By focusing on the benefits, you’re focusing on the user. Making your copy user-oriented is a major UX copywriting goal that you need to achieve.

4. Make it Clear

Some UX copywriters try too much and end up with a copy that’s way too complex and thus unclear. This is ineffective copywriting since you want the users to get the message instantly.

This is why you have to make your copy clear.

But what does this imply?

A simple copy:

  • uses the vocabulary that the target audience understands
  • contains simple and straightforward sentences
  • carries the message across in the simplest manner possible

To check whether your copy is clear, try reducing your sentences as much as you can without losing the intended meaning. Here’s an example:

  • You must choose a username before making an order.
  • Choose a username to order.

Simplify your copy until you’ve made it crystal clear to anyone who might be reading. Use user testing early in the process to see if your copy works the way you want it to.

5. Stay Consistent

The users reading your copy and trying to use the digital product you’re writing for don’t need any extra confusion on your side. They want to understand their journey and take the steps they need to as quickly and easily as possible.
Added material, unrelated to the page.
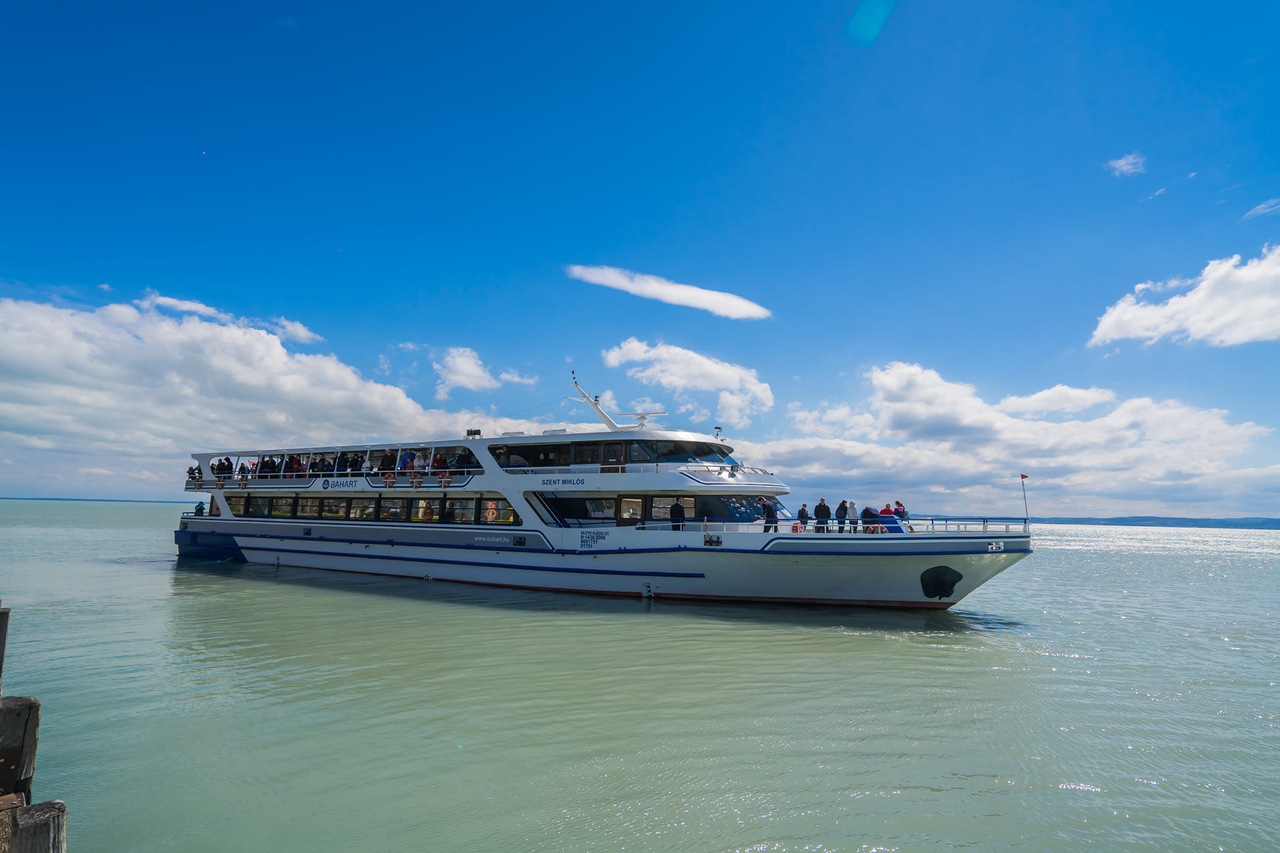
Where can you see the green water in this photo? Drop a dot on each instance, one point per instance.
(1116, 690)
Your copy needs to be consistent to make this happen. Here’s what to pay attention to:

  • terminology – Use the same terminology for the same notions across the entire copy. Don’t introduce synonyms unnecessarily. Don’t switch from “reservation” to “booking”.
  • tone & voice – You want the users to feel a certain vibe during their entire journey with you. Don’t mix things up just for the sake of it.
  • addressing the user – Decide whether the entire copy will address the user in the first or second person. Stick to one choice for all parts of the copy. Don’t write “Book My Flight” and then “Set Your Account“.
  • copy structure – If the users manage to understand how one page of your copy works, they should be able to do so for all other pages. Consistency in copy structure and formatting is crucial. Beginners can check the current situation on a website and order website review to see how functional it is.
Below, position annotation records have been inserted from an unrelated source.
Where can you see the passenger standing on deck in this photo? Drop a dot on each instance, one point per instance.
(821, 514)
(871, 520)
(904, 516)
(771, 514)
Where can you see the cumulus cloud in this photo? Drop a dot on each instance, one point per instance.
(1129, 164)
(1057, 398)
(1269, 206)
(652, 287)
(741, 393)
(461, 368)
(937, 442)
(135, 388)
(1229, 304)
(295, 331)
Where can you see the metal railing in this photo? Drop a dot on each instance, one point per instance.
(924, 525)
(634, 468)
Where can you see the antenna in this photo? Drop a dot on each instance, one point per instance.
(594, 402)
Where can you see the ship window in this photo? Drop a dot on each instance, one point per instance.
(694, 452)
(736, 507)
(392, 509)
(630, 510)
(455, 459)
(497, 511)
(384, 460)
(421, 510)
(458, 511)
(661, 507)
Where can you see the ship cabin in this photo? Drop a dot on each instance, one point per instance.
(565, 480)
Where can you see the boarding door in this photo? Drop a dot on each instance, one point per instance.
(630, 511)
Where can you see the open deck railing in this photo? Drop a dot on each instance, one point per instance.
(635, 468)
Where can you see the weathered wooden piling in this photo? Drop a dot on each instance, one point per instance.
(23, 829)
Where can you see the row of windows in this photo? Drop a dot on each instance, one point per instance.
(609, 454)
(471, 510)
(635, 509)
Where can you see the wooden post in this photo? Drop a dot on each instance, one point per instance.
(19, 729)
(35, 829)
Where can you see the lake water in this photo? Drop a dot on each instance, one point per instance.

Being consistent means having a clear idea of what you want to say and how you want to do it.

6. Reveal Information Gradually

Another common mistake that some UX copywriters tend to make is that they provide too many details too early in the user journey. Revealing information gradually is the best way to keep your copy simple but informative.
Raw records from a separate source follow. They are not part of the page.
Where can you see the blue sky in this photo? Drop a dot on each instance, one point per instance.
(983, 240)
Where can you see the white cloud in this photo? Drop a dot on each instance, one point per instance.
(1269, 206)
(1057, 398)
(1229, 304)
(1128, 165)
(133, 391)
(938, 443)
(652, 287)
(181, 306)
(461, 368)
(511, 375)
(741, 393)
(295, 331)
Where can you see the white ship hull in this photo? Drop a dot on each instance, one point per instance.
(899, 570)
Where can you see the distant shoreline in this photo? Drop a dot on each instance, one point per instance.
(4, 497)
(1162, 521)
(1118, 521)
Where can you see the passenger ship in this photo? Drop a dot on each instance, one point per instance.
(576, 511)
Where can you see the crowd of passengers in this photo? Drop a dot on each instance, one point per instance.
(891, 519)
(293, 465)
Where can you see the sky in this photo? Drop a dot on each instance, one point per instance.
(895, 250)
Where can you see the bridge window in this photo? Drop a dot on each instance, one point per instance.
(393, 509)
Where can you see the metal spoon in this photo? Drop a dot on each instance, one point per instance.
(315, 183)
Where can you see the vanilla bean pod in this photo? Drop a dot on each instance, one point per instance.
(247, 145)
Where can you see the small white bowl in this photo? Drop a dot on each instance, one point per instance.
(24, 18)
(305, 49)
So, instead of putting all the information out there, give the user a glimpse of what they can learn about if they want. Write brief paragraphs to awake interest in specific users and give them options such as:

  • Learn More
  • Read More
  • Get the Details

This way, you’re not making your copy too pushy or overwhelming, but you’re still making it easy for them to access the important information.

Reveal information gradually and allow the users to learn about the things they want at their own pace.

7. Ask Questions

You want your copy to engage the users and help them stay on their intended journey for as long as it’s necessary. By asking simple and fun questions, you can make your copy far more catching and effective.

For instance, Netflix asks their users “Who’s watching?” before they open a user’s profile. Similarly, Ikea asks questions such as “No store in your location?” or “What are you looking for?” to help users navigate their website.

your location
Source

Think of similarly engaging questions that will hit just the right button with your target audience and guide them to their intended destination.

Final Thoughts

A great UX copywriting doesn’t have to be so challenging. You need a strategy and a plan on how to deliver the best copy for each business or brand, and we hope our guide will help you do it.

Follow the 7 steps to write a great UX copy and make sure the users love it.